Hacker News new | ask | show | jobs
by fwdpropaganda 2935 days ago
> Interesting that even the most naive methods still have >50% accuracy.

All methods that you'll ever see have >50% accuracy, because if you find a signal with <50% accuracy you'll just flip the sign in the sginal and call it >50% accuracy.

Here's a bit relevant to this conversation:

> Previous work on predicting the directionality of Bitcoin prices has shown that significant signal exists in the price of the cryptocurrency. Hegazy and Mumford (2016) compute an exponentially-smoothed Bitcoin price every eight minutes; using the first five left derivatives of this price as features in a decision-tree based algorithm, they predict thedirection of the next change in Bitcoin price with 57.11% accuracy.

> Their results substantiate earlier research done by Madan, Saluja, and Zhao (2014), who found that by using the Bitcoin price sampled every 10 minutes as the primary feature for a random-forest model, they could predict the direction of the next change in Bitcoin price with 57.4% accuracy.

> An alternative model was used by Sebastian, Katabarwa, and Li (2014), who use the Bitcoin price sampled every minute as the primary feature for a forward-feed neural network. Their results suggest that this system predicts future Bitcoin price directionality with 60% accuracy.

The most glaring evidence that this entire paper is garbage is the fact that zero time is spent on putting these numbers (57.11%, 57.4%, 60%) in context. What do I mean by context? For example, observations like the fact that for the same dataset if you use a daily resolution and your prediction is always "up", you'll beat those accuracies. Obviously, the reason why this discussion is absent is because it's a lot harder than just dumping a dataset into sklearn.

2 comments

In order to meaningfully test this stuff you have to recreate a simulation as close as possible to the real trading environment -- and even then -- this is extremely hard to do. The lag, downtime, transaction fees, failed trades, API changes, etc, all throw a huge huge wrench in this theoretical sklearn+CSV 'prediction' game.

Don't get me wrong, sklearn+CSV is great for learning, and great for initial experimentation or playing around. But it's just too far from the real process to be meaningful imo.

I presume that the context of those accuracy numbers is prediction for the next period (i.e. 8 minutes, 10 minutes, 1 minute). To me 60% sounds good, but apparently not to people in this thread :)
> I presume that the context of those accuracy numbers is prediction for the next period (i.e. 8 minutes, 10 minutes, 1 minute).

That's not a context. That's the statistic they're calculating.

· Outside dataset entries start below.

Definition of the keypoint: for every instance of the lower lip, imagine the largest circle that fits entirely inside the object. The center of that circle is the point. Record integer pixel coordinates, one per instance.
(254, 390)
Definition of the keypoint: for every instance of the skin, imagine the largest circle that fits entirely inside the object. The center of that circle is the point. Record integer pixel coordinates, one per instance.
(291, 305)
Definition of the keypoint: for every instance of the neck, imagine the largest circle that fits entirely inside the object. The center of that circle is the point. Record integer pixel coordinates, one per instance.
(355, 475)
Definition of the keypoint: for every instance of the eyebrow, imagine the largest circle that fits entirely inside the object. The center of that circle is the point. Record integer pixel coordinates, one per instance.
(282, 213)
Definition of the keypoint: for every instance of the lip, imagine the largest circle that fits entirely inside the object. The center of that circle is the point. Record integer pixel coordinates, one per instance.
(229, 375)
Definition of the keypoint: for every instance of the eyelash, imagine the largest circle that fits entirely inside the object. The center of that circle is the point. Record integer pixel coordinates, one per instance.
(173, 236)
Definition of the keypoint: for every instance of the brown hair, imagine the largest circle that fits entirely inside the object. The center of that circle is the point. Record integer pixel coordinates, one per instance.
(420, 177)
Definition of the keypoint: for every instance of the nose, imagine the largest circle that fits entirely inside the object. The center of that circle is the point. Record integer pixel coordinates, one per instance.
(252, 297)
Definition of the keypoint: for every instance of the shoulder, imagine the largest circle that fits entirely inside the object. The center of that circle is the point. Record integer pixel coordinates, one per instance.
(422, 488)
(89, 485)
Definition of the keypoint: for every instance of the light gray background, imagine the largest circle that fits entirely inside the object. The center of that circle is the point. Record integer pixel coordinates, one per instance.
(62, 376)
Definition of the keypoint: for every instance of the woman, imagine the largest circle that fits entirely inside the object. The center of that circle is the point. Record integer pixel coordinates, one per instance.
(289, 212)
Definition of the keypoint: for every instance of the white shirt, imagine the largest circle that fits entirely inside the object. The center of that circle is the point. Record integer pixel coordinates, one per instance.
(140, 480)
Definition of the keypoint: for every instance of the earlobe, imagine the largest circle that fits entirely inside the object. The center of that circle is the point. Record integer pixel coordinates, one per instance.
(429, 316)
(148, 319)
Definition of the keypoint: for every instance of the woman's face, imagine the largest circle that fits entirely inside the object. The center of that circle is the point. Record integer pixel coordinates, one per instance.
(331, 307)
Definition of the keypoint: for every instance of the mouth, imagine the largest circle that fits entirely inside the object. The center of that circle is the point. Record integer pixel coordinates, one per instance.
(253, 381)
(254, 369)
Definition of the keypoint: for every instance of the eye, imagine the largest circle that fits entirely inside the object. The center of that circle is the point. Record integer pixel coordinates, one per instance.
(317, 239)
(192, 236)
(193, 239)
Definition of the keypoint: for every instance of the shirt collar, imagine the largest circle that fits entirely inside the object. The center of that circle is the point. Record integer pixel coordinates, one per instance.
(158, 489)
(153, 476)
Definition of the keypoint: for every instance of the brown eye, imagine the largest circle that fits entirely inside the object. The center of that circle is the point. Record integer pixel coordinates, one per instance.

> To me 60% sounds good, but apparently not to people in this thread :)

What does "good" mean, and compared to what? If you can't put a number on "good" you're flying blind.

But hey, I'm just trying to warn people that the maths are garbage here; but if that looks good enough for you go ahead and trade it.

Random generator has 50% prediction accuracy. For series like ether where price globally/on average was rising, constant predictor of “will rise” would have similar accuracy.